Just as he COULD, theoretically, during the last several budget confrontations, and even during this year’s congressional campaigns, given a short primetime TV address, using charts, and telling the public that the budget deficit has declined by more than half in the last four years; that the federal workforce has declined dramatically because of that; that the budgets for key federal agencies such as the NIH and the National Weather Service have been gutted, as has federal financial assistance to state and local governments, causing dramatic reductions in employment by state and local governments (including for teachers and firefighters).
But just as he hasn’t done these things before, he won’t do it going forward. He doesn’t feel comfortable speaking into a camera from his office in the White House and doesn’t feel comfortable explaining things to the public, see. Which I guess is why he didn’t do either of those things regarding Ebola and the travel-ban issue.
We’re in a perfect storm, here, and have been for the last nearly-six years. There no longer are any cultural barriers to brazen misstatements of fact about government policies, statistics, affects, so the Republican media machine inundates the public with false facts. And the only person who could actually penetrate and counter this false-propaganda fest by gaining nationwide attention for the refutations, using statistics and other facts, and the economic effects of these statistics (i.e., Keynesian economics), refuses to do that. And in any event probably couldn’t do it coherently, to save his live. Or to save anyone else’s (political) life.

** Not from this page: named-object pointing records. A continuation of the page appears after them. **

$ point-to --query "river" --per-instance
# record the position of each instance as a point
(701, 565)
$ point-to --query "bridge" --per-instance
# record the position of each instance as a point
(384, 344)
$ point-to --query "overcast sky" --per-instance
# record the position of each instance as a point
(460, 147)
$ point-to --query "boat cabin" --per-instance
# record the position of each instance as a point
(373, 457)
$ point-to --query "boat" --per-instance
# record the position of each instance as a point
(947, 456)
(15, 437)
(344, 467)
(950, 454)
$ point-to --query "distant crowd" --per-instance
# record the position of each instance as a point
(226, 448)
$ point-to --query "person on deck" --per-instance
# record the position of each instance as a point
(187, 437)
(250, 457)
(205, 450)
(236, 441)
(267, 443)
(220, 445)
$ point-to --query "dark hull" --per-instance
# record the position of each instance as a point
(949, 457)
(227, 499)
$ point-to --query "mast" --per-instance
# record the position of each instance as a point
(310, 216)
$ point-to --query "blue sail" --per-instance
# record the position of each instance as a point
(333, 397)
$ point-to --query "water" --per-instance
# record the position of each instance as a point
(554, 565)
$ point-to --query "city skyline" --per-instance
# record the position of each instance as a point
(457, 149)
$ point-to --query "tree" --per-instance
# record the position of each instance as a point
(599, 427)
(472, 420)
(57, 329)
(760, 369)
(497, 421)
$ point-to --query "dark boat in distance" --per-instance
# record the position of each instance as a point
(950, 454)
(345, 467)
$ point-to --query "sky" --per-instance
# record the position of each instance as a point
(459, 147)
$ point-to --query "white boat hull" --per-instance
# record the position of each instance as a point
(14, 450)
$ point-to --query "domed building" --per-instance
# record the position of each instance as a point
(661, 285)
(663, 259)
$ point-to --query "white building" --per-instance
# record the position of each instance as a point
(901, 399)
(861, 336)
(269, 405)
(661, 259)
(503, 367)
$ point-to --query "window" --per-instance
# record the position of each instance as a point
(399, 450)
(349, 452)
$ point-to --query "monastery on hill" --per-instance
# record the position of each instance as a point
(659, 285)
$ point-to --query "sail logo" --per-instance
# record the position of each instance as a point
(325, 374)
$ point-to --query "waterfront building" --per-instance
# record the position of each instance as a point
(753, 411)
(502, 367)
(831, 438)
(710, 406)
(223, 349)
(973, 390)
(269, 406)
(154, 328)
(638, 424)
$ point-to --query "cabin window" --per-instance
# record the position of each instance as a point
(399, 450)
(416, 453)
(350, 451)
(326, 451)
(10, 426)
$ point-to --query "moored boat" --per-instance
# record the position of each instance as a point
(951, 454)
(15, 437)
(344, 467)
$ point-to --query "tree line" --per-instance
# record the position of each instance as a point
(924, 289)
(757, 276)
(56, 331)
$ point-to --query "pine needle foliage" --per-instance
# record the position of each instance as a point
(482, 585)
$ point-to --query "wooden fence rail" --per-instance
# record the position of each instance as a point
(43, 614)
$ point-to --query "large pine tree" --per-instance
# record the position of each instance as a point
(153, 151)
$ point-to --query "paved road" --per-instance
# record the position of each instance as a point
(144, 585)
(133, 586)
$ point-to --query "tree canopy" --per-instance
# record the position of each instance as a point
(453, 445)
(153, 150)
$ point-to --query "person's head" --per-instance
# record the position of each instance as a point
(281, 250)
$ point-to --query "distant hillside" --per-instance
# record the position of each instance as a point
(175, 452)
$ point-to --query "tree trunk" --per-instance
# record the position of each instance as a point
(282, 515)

I’ve known, and right now know, a small number of people who seem very bright and are highly educated (graduate degrees of one sort or another), and yet whose thought process is so “off”, so utterly weird, so illogical, that eventually I realize that there’s no actual way to communicate normally with the person, and no reason to expect that the person will ever have a normal recognition and understanding of normal things. I don’t know Obama personally, but I put him in that category.
This is not to say that he doesn’t deserve great credit for some of what he’s done as president—especially his decision in early 2009, against the political advice of some of his aides, to ask Congress to pursue healthcare insurance reform.
But his bizarre, hands-off, delegation of the policy design to Congress—and his stupefying failure, throughout, to refute the false statements of fact about the eventual law and to make one infamous one himself (“If you like your health plan, you can keep your health plan,” which is true for most but not all), rather than explaining the actual policy, and that virtually identical or more comprehensive policies will be available, and why—is emblematic of so much that is very wrong with his presidency.
They are, specifically: His extreme lack of mental agility—an inability to recognize when something, including false facts being propagated, needs to be addressed, needs to be dealt with; his extreme delegation to Congress of complex and very important legislation that should be designed at the outset by the White House; and, most of all, his failure to do what is necessary to educate the public about absolutely critical facts that the public clearly is unaware of and facts about which holds outright-false beliefs.